Save Auschwitz, or Leave it to Rot?
OSWIECIM, Poland, Nov. 24, 2002 — -- Ernst Michel, prisoner number 104955 to the Nazis, spent almost two years at the notorious Auschwitz concentration camp, where more than a million people died. His crime? Being a Jew in Adolph Hitler's Germany.
An American now, Michel has helped raise millions to preserve a collapsing, decaying place in a remote corner of southern Poland that still haunts him.
"I am not in favor of beautifying the camp," he said. "I'm not in favor of putting flowers there. Leave it the way it is, but preserve it."
However, at a time when most of the direct witnesses to the Holocaust are dying off, and as decay sets in at the Auschwitz and Birkenau camps, some wonder if anything should be preserved at all.
"It is best probably to allow the site to fall apart and to say, 'There's no way we really can imagine what happened there. There's no way we can make it, possible to imagine what happened there,'" said Robert Jan van Pelt, a prominent architectural historian who likens Auschwitz to a nuclear bomb site.
Over the years, the wooden beams propping up the barracks at Auschwitz have grown tired and worn. The gas chambers and crematoria that the Nazis dynamited upon fleeing have collapsed further. Shoes and hair of the camp's victims are rotting.

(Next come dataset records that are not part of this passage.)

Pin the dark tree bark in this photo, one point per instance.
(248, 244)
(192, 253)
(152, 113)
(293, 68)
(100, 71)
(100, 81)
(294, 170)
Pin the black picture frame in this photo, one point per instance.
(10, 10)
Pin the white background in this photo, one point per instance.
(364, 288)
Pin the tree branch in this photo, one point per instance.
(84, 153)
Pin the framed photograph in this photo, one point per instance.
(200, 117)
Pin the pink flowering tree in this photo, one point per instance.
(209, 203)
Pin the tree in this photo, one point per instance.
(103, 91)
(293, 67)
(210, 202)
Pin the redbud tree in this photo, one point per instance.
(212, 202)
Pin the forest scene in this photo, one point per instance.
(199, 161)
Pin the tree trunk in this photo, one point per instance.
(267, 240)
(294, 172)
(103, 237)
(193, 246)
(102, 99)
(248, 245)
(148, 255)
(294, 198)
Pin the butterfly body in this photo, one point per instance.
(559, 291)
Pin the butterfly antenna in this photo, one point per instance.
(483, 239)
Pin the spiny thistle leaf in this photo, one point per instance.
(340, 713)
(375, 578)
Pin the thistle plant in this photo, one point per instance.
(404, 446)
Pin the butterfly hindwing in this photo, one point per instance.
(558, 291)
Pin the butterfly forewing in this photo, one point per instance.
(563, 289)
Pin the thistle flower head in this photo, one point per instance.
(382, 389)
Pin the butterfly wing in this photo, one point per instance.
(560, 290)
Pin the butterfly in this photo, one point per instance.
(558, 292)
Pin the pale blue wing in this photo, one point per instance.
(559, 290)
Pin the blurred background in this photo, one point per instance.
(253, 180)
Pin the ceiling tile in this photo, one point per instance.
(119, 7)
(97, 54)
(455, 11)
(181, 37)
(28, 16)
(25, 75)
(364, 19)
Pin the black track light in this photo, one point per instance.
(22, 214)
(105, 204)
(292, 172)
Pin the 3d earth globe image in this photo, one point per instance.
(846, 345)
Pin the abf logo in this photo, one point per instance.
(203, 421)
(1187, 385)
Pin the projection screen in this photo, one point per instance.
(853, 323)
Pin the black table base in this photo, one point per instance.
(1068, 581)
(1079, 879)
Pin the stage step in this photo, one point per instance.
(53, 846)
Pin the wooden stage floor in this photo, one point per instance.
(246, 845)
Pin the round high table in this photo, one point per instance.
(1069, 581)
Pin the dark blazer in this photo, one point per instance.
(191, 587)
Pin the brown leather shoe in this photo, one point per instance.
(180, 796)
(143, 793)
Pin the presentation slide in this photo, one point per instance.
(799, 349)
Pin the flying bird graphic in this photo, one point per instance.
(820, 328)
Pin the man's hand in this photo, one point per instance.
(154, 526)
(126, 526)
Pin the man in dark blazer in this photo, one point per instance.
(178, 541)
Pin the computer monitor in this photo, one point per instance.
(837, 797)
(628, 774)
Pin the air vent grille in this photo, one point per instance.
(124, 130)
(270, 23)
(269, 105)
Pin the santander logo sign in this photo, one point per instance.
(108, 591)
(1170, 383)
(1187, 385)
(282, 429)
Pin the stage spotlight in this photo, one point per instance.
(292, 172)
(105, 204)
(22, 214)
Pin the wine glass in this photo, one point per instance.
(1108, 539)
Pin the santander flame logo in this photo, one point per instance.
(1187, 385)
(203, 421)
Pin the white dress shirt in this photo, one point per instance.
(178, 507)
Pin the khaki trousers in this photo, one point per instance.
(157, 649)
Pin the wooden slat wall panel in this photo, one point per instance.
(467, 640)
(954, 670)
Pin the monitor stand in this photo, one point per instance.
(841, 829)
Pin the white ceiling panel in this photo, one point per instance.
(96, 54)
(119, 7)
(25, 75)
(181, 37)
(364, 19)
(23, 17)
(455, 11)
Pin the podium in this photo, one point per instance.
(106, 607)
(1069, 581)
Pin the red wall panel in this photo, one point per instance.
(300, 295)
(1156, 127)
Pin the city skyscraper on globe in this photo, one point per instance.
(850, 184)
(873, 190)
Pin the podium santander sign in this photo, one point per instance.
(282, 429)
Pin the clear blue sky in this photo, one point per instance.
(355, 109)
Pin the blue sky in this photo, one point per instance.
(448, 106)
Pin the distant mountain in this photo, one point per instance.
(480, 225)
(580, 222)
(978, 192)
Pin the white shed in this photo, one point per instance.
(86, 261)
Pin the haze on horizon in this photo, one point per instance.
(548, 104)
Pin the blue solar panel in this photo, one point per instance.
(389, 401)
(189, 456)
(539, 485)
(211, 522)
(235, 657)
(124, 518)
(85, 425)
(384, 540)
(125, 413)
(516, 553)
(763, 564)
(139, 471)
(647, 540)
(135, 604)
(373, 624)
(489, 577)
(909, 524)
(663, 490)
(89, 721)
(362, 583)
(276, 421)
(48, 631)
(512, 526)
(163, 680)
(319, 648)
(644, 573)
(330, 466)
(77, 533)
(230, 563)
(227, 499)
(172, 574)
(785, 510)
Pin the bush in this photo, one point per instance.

"Ultimately, if you want to in some way enter that world, do it through a book," van Pelt said. "Also, accept that in some way this event and this place somewhat transcends our possibilities to imagine what happened there. And say, 'OK, let's seal it off, as the Jewish tradition calls it, [as] a cursed place,' and say, 'We can approach it but we cannot enter it any more.'"
That doesn't sit well with Bogoslav Sicinska, a former inmate. He understands that time and half a million tourists a year take their toll. But at the very least he wants some of the evidence saved, like the crematoria.
"I believe this place should be handed down from generation to generation, so that in the future, no nation — I would stress, no nation — should repeat this," Sicinska said through a translator.